To ensure that the service provided by the 192.0.2.100 server will remain available even if that site fails, we can setup another server and another router at a different site and configure them in exactly the same way.

anycast AS with two sites

The BGP table of the client router will not change at all, it will remain completely unaware of any change at all, much less of the unusual configuration. The routers of AS64700 and AS64800 will now have two different paths to 192.0.2.100, one directly connected and nother one through each other (assuming they are peering with each other), but by looking at show ip bgp output there’s still no way to find out if it’s anycast or the sites of AS64600 have a direct connection between each other that is invisible to us.
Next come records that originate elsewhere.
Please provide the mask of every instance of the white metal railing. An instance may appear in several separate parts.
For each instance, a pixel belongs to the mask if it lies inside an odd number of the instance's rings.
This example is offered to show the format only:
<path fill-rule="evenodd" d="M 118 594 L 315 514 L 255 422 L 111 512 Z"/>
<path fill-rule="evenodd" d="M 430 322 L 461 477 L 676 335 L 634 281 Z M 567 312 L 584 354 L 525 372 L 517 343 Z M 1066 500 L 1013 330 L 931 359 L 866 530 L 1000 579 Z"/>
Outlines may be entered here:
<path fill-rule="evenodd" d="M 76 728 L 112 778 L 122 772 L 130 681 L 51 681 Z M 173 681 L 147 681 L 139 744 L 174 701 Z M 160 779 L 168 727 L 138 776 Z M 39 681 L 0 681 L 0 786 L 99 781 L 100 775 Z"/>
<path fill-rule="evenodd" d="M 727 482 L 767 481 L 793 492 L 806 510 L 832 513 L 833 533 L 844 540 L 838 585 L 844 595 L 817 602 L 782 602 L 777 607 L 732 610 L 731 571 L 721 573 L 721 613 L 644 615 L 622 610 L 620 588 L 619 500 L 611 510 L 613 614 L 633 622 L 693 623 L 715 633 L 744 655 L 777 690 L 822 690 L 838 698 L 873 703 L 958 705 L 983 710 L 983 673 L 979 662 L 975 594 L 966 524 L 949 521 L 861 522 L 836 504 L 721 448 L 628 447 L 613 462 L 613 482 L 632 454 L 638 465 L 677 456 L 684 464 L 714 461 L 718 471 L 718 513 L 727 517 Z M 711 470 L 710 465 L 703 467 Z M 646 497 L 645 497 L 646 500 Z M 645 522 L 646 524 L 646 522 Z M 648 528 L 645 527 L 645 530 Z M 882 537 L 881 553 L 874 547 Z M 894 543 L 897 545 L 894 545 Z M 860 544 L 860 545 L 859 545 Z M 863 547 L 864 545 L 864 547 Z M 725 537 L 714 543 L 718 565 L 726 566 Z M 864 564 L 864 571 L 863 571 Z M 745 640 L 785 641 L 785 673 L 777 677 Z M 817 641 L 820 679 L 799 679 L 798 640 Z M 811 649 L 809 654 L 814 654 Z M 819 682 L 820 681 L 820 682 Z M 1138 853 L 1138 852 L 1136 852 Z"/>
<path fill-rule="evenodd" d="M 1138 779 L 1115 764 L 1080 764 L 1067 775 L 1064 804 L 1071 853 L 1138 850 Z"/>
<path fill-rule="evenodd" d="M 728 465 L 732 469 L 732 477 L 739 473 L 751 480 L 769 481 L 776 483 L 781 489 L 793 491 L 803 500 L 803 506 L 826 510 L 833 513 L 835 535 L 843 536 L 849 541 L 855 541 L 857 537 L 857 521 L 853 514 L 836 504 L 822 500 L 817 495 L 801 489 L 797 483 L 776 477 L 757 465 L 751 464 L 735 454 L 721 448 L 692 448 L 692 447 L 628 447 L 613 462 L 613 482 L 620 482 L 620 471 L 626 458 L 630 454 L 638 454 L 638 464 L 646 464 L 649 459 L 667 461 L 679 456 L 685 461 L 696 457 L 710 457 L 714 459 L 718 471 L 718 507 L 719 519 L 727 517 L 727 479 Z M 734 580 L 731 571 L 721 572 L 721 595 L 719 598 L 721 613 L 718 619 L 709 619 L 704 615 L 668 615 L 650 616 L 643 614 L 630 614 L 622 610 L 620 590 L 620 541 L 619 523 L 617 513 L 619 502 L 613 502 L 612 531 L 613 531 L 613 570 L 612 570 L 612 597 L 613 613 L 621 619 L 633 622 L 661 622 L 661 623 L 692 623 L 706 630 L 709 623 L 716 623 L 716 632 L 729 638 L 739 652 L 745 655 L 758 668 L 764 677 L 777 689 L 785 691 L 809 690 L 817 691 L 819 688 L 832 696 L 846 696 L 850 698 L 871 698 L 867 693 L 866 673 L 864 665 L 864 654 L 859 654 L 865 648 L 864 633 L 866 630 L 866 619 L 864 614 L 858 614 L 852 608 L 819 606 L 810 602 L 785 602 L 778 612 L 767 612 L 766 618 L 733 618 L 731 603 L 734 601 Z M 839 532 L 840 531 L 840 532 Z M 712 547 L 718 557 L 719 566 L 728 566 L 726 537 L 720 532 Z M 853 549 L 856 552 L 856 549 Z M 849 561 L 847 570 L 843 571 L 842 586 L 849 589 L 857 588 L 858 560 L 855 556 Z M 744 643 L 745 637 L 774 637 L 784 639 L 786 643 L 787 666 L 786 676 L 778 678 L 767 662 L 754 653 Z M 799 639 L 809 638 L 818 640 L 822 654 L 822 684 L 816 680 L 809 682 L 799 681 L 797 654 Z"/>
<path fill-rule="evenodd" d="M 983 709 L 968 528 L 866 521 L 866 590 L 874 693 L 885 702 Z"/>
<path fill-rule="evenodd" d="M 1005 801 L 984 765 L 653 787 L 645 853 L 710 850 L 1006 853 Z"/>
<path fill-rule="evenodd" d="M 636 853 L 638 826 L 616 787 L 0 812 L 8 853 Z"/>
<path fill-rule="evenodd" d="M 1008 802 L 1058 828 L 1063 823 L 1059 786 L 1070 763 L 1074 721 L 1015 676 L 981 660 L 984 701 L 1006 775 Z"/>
At the network layer, it all looks like anycast.

Apart from redundancy, anycast provides transparent load balancing. Since BGP routers will use the shortest path, they will automatically choose the site closest to them, in terms of AS path anyway.

However, lack of any distinction from unicast at the network level is a double edged sword. While it means no special configuration of clients of servers is required to get the routing and load balancing to work, it also means there is no way to control which site receives client traffic, or even a guarantee that all requests from the same client will be received by the same site. For this reason anycast is best suited for stateless services such as DNS, or web servers with static content (CDNs), and it still needs a way to keep those servers synchronized. Despite its limitations, it’s still a very valuable tool though, definitely good enough to maintain high availability of critical components of the Internet infrastructure such as DNS root servers.